In conclusion, our findings position CCH as a promising therapeutic alternative for ACD by modulating lymphocyte-mediated immune responses and suppressing pro-inflammatory cytokines, combining DEX-comparable efficacy with improved safety.

Funding Statement

This study was supported by the Natural Science Foundation of China (32260239), the Natural Science Basic Research Program of Shaanxi Province (2024JC-YBMS-726, 2020JZ-56), the Key Research and Development Program of Shaanxi Province (2024SF-YBXM-347) and the Program for Science and Technology Innovation Team in Xi’an Medical University (2021TD05).
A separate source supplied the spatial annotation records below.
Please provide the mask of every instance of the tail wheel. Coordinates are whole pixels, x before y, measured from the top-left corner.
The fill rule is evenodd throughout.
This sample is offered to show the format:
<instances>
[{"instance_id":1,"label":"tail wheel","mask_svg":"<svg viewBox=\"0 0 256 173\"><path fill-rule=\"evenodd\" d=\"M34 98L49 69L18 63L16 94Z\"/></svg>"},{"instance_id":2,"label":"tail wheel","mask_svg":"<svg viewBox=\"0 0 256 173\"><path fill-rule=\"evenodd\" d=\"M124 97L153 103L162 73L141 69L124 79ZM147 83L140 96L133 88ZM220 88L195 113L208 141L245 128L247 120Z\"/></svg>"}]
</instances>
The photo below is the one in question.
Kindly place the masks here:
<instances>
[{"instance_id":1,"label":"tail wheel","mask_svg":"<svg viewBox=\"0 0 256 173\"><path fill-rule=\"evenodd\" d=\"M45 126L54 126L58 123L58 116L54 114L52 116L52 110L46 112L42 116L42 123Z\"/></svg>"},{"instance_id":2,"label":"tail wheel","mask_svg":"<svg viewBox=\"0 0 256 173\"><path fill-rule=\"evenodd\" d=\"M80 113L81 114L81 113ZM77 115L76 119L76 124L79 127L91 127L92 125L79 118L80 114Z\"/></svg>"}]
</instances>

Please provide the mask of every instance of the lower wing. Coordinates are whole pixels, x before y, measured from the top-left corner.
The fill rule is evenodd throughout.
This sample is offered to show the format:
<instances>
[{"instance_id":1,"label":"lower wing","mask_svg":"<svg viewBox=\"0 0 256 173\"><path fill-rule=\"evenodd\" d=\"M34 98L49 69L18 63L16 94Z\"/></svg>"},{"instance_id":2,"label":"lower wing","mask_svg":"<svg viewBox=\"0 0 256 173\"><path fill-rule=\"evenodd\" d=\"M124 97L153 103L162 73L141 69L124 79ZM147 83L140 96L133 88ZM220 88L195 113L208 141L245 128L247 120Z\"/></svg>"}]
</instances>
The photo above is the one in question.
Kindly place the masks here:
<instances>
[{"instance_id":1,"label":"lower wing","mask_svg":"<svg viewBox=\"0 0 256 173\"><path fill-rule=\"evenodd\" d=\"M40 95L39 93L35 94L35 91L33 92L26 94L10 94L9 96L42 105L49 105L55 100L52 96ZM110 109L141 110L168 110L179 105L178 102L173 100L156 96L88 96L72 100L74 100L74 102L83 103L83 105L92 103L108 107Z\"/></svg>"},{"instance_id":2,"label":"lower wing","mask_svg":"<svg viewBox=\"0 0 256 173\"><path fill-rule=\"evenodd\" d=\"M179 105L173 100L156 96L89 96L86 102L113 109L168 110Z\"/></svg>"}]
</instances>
Declaration of Generative AI in Scientific Writing

The article did not employ any AI technology.

Data Sharing Statement

The data that support the findings of this study are available from the corresponding author upon reasonable request.

Ethical Approval

All animal experimental procedures were conducted in strict compliance with institutional and national guidelines for the care and use of laboratory animals. The study protocol was reviewed and approved by the Institutional Animal Care and Use Committee of Xi’an Medical University (Approval No. XYLS2021208). All efforts were made to minimize animal suffering and reduce the number of animals used, in accordance with the ARRIVE guidelines.

Author Contributions

Gaoxiang Huang; Conceptualization, Formal analysis, Funding acquisition, Investigation, Writing - original draft. Dongmei Wei; Formal analysis, Investigation, Methodology, Validation, Writing - original draft. Wei Zhao; Methodology, Software. Hao Xu; Data curation, Methodology, Validation. Yankang Wang; Data curation, Investigation, Methodology. Xinyao Fu; Data curation, Investigation, Methodology, Software. Ye Yang; Investigation, Methodology, Software. Rong Li; Methodology, Validation. Xuzhen Wang; Methodology, Resources. Kai Zhou; Conceptualization, Funding acquisition, Project administration, Writing - review & editing. Jing Luan; Conceptualization, Funding acquisition, Methodology, Project administration, Supervision, Writing - review & editing. All authors took part in drafting, revising or critically reviewing the article; gave final approval of the version to be published; have agreed on the journal to which the article has been submitted; and agree to be accountable for all aspects of the work.

Disclosure

The corresponding author Jing Luan holds a Chinese invention patent (Patent No. ZL202411256525.1) related to the compound reported in this study. This may constitute a potential conflict of interest regarding the commercial exploitation of the technology. The authors have no other conflicts of interest to declare.